Showalter recalls time with Letterman as show closes
BALTIMORE -- Orioles manager Buck Showalter still remembers the first time he got the call to be on "Late Show with David Letterman." He was in Fort Lauderdale, Fla., for Spring Training, and the show wanted to know if Showalter could do an interview over the phone.
"I'm going, 'Wow. Call in?'" Showalter recalled on Wednesday, hours before Letterman's final show. "So I did after the workout … the first question was, 'Buck, when you are on the backfields and you're doing drills and stuff, what are you really working on, what are you doing?' I went, 'We're kind of working on fundamentals.' And I heard the audience laugh and I heard ding, ding, ding. So I'm putting two and two together that he's trying to see how many baseball cliches he can get me to say in, like, two minutes.

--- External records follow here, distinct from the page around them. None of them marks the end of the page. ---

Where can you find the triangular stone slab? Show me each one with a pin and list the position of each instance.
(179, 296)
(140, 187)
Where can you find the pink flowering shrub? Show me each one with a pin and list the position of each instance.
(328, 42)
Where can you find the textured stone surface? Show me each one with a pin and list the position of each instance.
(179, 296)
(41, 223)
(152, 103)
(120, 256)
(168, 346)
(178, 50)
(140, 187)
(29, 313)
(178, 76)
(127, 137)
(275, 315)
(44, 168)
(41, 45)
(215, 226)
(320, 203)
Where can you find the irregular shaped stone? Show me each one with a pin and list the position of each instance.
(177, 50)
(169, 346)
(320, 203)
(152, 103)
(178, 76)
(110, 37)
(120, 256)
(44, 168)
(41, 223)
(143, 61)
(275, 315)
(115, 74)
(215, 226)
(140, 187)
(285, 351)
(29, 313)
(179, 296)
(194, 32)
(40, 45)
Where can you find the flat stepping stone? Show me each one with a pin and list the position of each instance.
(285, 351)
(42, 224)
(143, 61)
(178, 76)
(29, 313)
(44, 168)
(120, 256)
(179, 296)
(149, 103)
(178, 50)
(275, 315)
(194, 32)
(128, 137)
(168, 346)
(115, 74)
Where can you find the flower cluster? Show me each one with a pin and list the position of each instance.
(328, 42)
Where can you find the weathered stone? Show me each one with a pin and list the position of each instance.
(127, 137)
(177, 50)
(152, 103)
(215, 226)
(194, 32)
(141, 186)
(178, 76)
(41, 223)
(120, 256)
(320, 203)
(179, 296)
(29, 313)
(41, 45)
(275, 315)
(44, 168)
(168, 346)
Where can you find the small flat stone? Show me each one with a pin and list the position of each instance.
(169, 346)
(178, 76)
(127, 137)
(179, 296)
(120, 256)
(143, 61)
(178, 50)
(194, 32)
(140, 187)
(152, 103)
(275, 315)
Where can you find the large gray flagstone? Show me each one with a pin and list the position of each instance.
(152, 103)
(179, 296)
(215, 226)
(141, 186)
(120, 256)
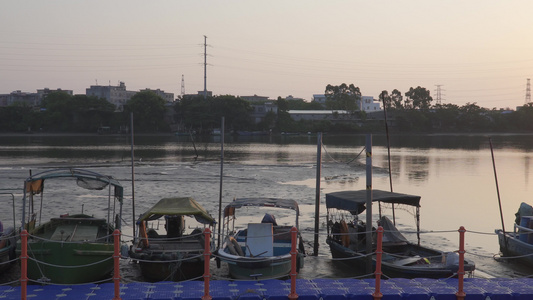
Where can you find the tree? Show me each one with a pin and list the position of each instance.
(342, 97)
(148, 111)
(419, 98)
(396, 99)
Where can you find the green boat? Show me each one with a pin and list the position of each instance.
(72, 247)
(171, 252)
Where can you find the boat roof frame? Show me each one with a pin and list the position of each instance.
(118, 192)
(355, 201)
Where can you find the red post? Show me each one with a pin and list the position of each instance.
(116, 260)
(294, 233)
(207, 257)
(461, 272)
(379, 253)
(24, 265)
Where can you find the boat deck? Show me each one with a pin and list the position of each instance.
(310, 289)
(182, 245)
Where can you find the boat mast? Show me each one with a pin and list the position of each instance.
(317, 195)
(221, 176)
(133, 181)
(497, 190)
(388, 152)
(369, 203)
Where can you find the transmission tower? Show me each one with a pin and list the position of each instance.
(528, 92)
(205, 67)
(438, 97)
(182, 85)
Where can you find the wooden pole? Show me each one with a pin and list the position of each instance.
(294, 233)
(461, 272)
(24, 265)
(379, 253)
(116, 260)
(317, 190)
(207, 256)
(368, 203)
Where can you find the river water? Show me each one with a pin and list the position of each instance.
(453, 174)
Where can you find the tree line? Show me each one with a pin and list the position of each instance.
(412, 111)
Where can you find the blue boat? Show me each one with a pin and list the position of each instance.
(348, 239)
(518, 244)
(258, 250)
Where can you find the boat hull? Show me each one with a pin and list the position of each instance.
(74, 262)
(7, 252)
(511, 245)
(427, 263)
(171, 270)
(249, 268)
(70, 250)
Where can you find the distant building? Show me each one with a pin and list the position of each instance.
(117, 95)
(260, 111)
(366, 104)
(44, 92)
(320, 98)
(25, 98)
(321, 115)
(169, 97)
(291, 98)
(254, 98)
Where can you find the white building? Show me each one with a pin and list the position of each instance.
(366, 104)
(117, 95)
(369, 104)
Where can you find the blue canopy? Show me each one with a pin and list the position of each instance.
(355, 201)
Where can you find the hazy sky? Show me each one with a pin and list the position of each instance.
(478, 51)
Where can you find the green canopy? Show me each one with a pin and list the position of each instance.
(184, 206)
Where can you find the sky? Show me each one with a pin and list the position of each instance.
(474, 51)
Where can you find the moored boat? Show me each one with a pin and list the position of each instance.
(72, 247)
(517, 245)
(348, 239)
(172, 253)
(259, 250)
(7, 247)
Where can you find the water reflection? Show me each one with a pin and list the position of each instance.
(453, 174)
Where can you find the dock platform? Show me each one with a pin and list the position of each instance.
(306, 289)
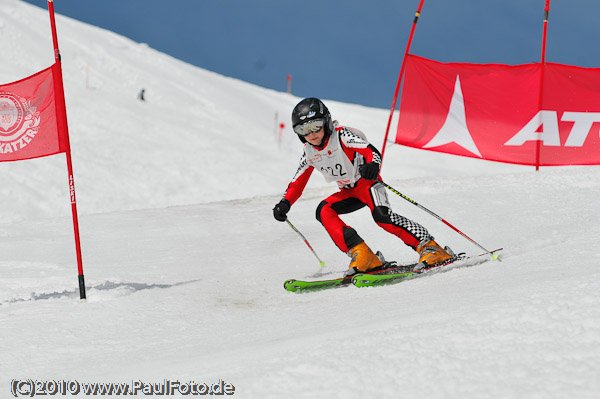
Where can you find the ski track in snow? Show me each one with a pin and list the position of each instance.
(185, 265)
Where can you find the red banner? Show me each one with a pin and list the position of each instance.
(33, 119)
(502, 113)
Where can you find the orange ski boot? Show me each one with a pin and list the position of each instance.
(430, 253)
(363, 259)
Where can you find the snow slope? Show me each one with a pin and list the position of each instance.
(184, 263)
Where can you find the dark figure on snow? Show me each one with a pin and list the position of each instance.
(344, 155)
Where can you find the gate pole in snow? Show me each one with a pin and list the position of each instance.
(543, 65)
(412, 32)
(60, 91)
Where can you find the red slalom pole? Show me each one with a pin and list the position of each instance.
(398, 84)
(543, 62)
(59, 90)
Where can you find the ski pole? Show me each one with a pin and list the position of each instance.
(494, 256)
(306, 241)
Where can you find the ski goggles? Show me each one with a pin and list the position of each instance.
(306, 128)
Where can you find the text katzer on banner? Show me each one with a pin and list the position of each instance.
(492, 111)
(32, 121)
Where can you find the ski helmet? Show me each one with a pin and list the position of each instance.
(311, 109)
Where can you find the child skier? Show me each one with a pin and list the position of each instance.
(343, 155)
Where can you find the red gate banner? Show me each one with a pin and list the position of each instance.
(32, 117)
(530, 114)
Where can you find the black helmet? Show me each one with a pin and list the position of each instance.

"I found out later there was, like, this big board [with words]. And so the next question he asked me was, 'Buck, do you start thinking about all of Spring Training or three games in advance, or how do you take each game?' And I knew it. So I said, 'David, I guess you want me to say, 'I take them one game at a time.' And I heard ding, ding, ding again and he cut off the interview, right there."
Showalter may have outsmarted Letterman that time, but it was't his last on the wildly popular late-night show. In 1992, then manager of the Yankees, Showalter and his hitting coach, Frank Howard, went on to discuss some of the game's traditions of talking nonsense from the dugout and spitting.
"I think [Howard] was out there [throwing the pitches], and we talked about Sweet Nothings from the dugout, we called them. Where the things you say ... don't mean anything," Showalter recalled. "Something about spitting, if I remember right. I remember he didn't look real good in a uni, left-handed hitter, that surprised me. Frank was great."